The best way to reach Fordingbridge is either to go by Ashley Lodge, and so through Pitt’s Wood, and between the high, bare, half mountainous hills of Chilly and Blissford, coming out upon the turnpike-road near Blissford Gate; or to follow the side of the Amberwood stream towards some scattered houses, called Ogdens.

Here we leave the Forest, and its moors and woods, and, mounting Goreley Hill, see below us the church of Fordingbridge, and the Avon winding among its meadows. To the south Hengistbury Head lifts itself up in the distant horizon; and beyond it again, but more to the west, stretches the blue line of the Portland Hills. To the north swell the rounded forms of the Wiltshire downs, and the spire of Salisbury starts out from the midst, and behind it towers the mound of Old Sarum.

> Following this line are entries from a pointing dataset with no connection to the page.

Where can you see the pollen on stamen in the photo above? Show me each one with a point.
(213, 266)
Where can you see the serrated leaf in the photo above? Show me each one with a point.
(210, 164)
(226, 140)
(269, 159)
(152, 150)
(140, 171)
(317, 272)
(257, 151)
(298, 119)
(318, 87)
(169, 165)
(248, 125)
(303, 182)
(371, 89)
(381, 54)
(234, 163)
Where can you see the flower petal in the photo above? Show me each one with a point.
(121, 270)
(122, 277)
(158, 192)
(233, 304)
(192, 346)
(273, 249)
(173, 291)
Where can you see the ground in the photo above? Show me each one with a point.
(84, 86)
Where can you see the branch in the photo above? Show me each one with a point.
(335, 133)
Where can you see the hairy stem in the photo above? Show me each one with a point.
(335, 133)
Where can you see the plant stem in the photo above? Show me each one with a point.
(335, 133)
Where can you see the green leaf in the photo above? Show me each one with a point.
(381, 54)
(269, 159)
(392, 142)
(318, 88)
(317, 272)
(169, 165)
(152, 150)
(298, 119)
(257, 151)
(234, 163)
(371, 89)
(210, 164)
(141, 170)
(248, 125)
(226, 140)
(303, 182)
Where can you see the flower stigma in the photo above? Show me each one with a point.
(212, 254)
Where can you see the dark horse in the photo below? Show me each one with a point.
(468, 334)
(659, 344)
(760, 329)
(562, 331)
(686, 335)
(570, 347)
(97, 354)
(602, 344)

Yews and Whitebeams in Sloden.

CHAPTER XI.
THE VALLEY OF THE AVON.—FORDINGBRIDGE, CHARFORD, BREAMORE, IBBESLEY, ELLINGHAM, RINGWOOD, SOPLEY.

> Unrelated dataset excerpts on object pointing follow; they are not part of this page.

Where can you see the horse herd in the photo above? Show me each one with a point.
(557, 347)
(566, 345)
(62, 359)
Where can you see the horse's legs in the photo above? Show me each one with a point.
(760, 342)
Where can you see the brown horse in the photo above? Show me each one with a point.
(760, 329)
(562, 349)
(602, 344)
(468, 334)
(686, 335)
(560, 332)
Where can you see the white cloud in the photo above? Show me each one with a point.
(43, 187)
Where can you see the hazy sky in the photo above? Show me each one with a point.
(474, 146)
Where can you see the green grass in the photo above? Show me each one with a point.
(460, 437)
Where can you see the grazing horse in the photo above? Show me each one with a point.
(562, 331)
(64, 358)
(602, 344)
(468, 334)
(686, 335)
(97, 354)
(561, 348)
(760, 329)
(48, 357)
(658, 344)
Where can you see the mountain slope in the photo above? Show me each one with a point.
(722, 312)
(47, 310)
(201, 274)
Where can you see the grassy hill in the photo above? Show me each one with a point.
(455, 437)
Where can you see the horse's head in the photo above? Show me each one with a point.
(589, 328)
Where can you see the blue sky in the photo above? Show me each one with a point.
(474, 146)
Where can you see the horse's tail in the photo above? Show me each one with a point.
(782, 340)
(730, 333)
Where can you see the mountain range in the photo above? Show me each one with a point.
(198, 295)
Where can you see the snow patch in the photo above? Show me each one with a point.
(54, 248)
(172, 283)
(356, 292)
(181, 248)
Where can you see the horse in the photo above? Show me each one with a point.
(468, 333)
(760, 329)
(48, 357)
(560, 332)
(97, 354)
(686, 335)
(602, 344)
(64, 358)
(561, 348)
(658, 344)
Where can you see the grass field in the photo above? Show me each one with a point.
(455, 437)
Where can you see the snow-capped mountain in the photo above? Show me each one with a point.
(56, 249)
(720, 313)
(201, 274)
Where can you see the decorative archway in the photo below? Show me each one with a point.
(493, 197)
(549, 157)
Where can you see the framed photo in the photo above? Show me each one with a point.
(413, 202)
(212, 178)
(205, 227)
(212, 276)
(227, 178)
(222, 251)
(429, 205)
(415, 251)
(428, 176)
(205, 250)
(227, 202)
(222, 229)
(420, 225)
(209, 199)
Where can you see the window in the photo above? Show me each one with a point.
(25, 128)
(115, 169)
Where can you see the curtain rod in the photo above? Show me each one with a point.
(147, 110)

The Valley of the Avon from Castle Hill.

The Valley of the Avon should certainly be seen, both because large parts of its manors and villages once stood in the Forest, as also for the contrast which it now affords to the neighbouring Forest scenery. Nothing can be so different to the moors we have just left as the Valley. Though close to them, you might imagine you were suddenly transported into one of the Midland Counties, and were walking by the side of the Warwickshire, instead of the Wiltshire Avon. In the place of wild heathery commons and furzy holts, deep lanes wind along by comfortable homesteads, thatched with Dorsetshire reed. Instead, too, of dark oak and beech woods, thick hedges are white in the spring with the scattered spray of the blackthorn, and orchards glow with their crimson wreaths of flowers.

Fordingbridge, formerly nothing else but Forde, now known to all fishermen for its pike and trout, in former days held the high-road into the Forest. On the bridge the lord of the manor, during the fence months, was obliged to mount guard, and stop all suspected persons, who could only on the north-west leave the Forest this way.[145]